Hi all.
Actually I'm implementing an algorithm that creates a process grid and
divides it into row and column communicators as follows:
col_comm0 col_comm1 col_comm2 col_comm3
row_comm0 P0 P1 P2 P3
row_comm1 P4 P5 P6 P7
row_comm2 P8 P9 P10 P11
row_comm3 P12 P13 P14 P15
Then, every process works on its own column communicator and broadcast
data on row communicators.
While column operations are being executed, processes not included in
the current column communicator just wait for results.
In a moment, a column communicator could be splitted to create a temp
communicator and allow only the right processes to work on it.
At the end of a step, a call to MPI_Barrier (on a duplicate of
MPI_COMM_WORLD) is executed to sync all processes and avoid bad results.
With a small amount of data (a small matrix) the MPI_Barrier call syncs
correctly on the communicator that includes all processes and processing
ends fine.
But when the amount of data (a big matrix) is incremented, operations on
column communicators take more time to finish and hence waiting time
also increments for waiting processes.
After a few time, waiting processes return an error when they have not
received the broadcast (MPI_Bcast) on row communicators or when they
have finished their work at the sync point (MPI_Barrier). But when the
operations on the current column communicator end, the still active
processes try to broadcast on row communicators and they fail because
the waiting processes have returned an error. So all processes fail in
different moment in time.
So my problem is that waiting processes "believe" that the current
operations have failed (but they have not finished yet!) and they fail too.

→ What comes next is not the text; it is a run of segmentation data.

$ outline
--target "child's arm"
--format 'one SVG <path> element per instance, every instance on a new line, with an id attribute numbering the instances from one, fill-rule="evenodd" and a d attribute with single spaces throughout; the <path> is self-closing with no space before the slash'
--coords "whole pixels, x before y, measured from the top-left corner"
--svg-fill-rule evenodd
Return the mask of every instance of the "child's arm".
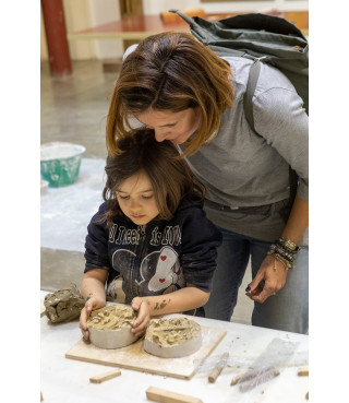
<path id="1" fill-rule="evenodd" d="M 149 323 L 151 317 L 198 308 L 205 305 L 208 298 L 209 293 L 205 293 L 192 284 L 186 284 L 186 287 L 170 294 L 133 298 L 131 306 L 139 311 L 139 315 L 131 332 L 135 335 L 142 335 Z"/>
<path id="2" fill-rule="evenodd" d="M 80 328 L 85 340 L 89 339 L 87 330 L 87 319 L 89 313 L 107 305 L 105 283 L 107 281 L 108 270 L 93 269 L 86 272 L 81 283 L 81 293 L 86 299 L 85 307 L 80 315 Z"/>

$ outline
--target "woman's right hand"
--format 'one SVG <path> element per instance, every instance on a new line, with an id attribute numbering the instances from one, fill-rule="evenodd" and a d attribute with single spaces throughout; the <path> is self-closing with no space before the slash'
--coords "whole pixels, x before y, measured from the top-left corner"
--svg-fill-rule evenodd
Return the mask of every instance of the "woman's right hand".
<path id="1" fill-rule="evenodd" d="M 80 313 L 80 329 L 85 340 L 89 340 L 89 332 L 87 329 L 87 319 L 93 310 L 103 308 L 107 305 L 104 300 L 100 300 L 96 297 L 91 297 L 86 300 L 84 308 L 81 310 Z"/>

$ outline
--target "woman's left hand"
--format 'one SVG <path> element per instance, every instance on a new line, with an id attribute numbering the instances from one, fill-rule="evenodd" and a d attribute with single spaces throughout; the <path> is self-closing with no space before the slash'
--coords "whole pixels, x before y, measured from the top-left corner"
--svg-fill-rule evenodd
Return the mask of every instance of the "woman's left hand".
<path id="1" fill-rule="evenodd" d="M 261 268 L 246 288 L 246 296 L 257 303 L 264 303 L 270 295 L 280 291 L 287 278 L 285 265 L 273 256 L 266 256 Z M 261 285 L 261 282 L 264 285 Z M 263 284 L 262 283 L 262 284 Z"/>
<path id="2" fill-rule="evenodd" d="M 141 336 L 145 333 L 151 321 L 149 303 L 145 298 L 135 297 L 132 299 L 131 307 L 139 312 L 136 320 L 132 324 L 131 332 L 136 336 Z"/>

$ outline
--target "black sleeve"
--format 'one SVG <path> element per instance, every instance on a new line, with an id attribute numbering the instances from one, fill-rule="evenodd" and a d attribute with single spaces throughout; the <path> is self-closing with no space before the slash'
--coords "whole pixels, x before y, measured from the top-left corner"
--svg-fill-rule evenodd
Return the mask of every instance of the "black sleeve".
<path id="1" fill-rule="evenodd" d="M 109 232 L 106 222 L 100 223 L 103 214 L 106 212 L 106 203 L 99 206 L 87 226 L 87 236 L 85 242 L 85 270 L 86 273 L 92 269 L 110 269 L 108 254 Z"/>
<path id="2" fill-rule="evenodd" d="M 221 244 L 221 233 L 206 217 L 202 206 L 186 209 L 182 220 L 180 262 L 185 282 L 209 293 L 212 277 L 216 270 L 217 247 Z"/>

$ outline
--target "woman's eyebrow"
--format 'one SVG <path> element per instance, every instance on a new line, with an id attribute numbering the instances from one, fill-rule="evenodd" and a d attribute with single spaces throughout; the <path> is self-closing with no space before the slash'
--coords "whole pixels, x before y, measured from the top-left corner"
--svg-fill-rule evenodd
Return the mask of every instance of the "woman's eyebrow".
<path id="1" fill-rule="evenodd" d="M 124 190 L 121 190 L 121 189 L 116 189 L 116 191 L 118 193 L 128 193 L 128 192 L 125 192 Z M 153 189 L 151 188 L 151 189 L 140 190 L 137 193 L 146 193 L 146 192 L 152 192 L 152 191 L 153 191 Z"/>

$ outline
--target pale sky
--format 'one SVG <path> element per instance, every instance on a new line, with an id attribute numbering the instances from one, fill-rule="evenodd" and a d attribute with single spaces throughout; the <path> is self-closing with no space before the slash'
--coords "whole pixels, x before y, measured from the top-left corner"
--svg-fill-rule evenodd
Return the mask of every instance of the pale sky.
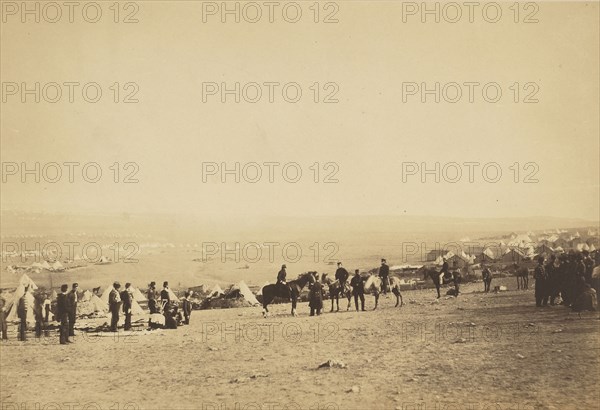
<path id="1" fill-rule="evenodd" d="M 338 23 L 314 23 L 313 2 L 300 3 L 296 24 L 281 13 L 274 23 L 266 17 L 256 24 L 221 23 L 218 16 L 203 23 L 201 2 L 183 1 L 138 2 L 135 24 L 114 23 L 112 2 L 102 3 L 96 24 L 77 13 L 75 23 L 63 16 L 55 24 L 3 14 L 4 166 L 96 162 L 103 176 L 96 184 L 80 174 L 74 183 L 63 174 L 55 184 L 5 176 L 2 208 L 598 219 L 597 2 L 537 3 L 539 22 L 532 24 L 514 23 L 512 2 L 502 3 L 495 24 L 481 13 L 474 23 L 466 17 L 421 23 L 418 15 L 403 23 L 401 3 L 383 1 L 339 1 Z M 329 11 L 321 10 L 320 18 Z M 19 93 L 5 92 L 11 82 L 96 82 L 103 95 L 92 104 L 76 91 L 69 103 L 62 87 L 57 103 L 36 104 L 31 96 L 21 103 Z M 115 82 L 136 83 L 139 102 L 112 102 Z M 274 103 L 266 95 L 254 104 L 223 104 L 218 96 L 203 103 L 203 82 L 296 82 L 303 95 L 287 103 L 280 87 Z M 315 103 L 309 88 L 315 82 L 336 83 L 339 102 Z M 407 82 L 496 82 L 503 94 L 488 103 L 479 87 L 473 103 L 467 95 L 454 104 L 431 97 L 421 103 L 419 94 L 403 102 Z M 509 89 L 514 83 L 521 86 L 518 103 Z M 525 83 L 539 86 L 539 102 L 522 102 L 536 87 L 523 90 Z M 128 92 L 121 89 L 120 98 Z M 202 182 L 203 162 L 274 161 L 298 163 L 301 181 L 285 182 L 279 173 L 272 184 L 266 174 L 256 184 Z M 137 163 L 139 183 L 112 182 L 114 162 Z M 315 162 L 337 163 L 339 182 L 314 183 L 309 167 Z M 421 183 L 418 175 L 404 183 L 403 162 L 495 162 L 503 174 L 489 183 L 480 167 L 469 183 L 463 168 L 458 183 L 436 184 L 432 177 Z M 509 169 L 515 162 L 537 164 L 539 182 L 515 183 Z M 520 179 L 526 174 L 521 168 Z"/>

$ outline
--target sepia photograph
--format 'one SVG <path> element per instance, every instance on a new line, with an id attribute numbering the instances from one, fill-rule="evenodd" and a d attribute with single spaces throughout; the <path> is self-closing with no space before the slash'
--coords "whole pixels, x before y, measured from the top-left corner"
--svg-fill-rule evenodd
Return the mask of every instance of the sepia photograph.
<path id="1" fill-rule="evenodd" d="M 596 410 L 600 1 L 0 0 L 0 410 Z"/>

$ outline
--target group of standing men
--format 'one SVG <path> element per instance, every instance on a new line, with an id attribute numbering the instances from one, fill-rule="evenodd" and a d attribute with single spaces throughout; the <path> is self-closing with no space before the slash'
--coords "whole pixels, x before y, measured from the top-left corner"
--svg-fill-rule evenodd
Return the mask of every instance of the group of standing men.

So I have a question about MPI_Bcast/MPI_Barrier:
Is there a way to increment the timeout a process can wait for a
broadcast or barrier to be completed?
Here is my machine and OpenMPI info:
- OpenMPI version: Open MPI 4.1.0u1a1
- OS: Linux Daniel 5.4.0-52-generic #57-Ubuntu SMP Thu Oct 15 10:57:00
UTC 2020 x86_64 x86_64 x86_64 GNU/Linux
Thanks in advance for reading my description/question.
Best regards.
--
Daniel Torres
LIPN - Université Sorbonne Paris Nord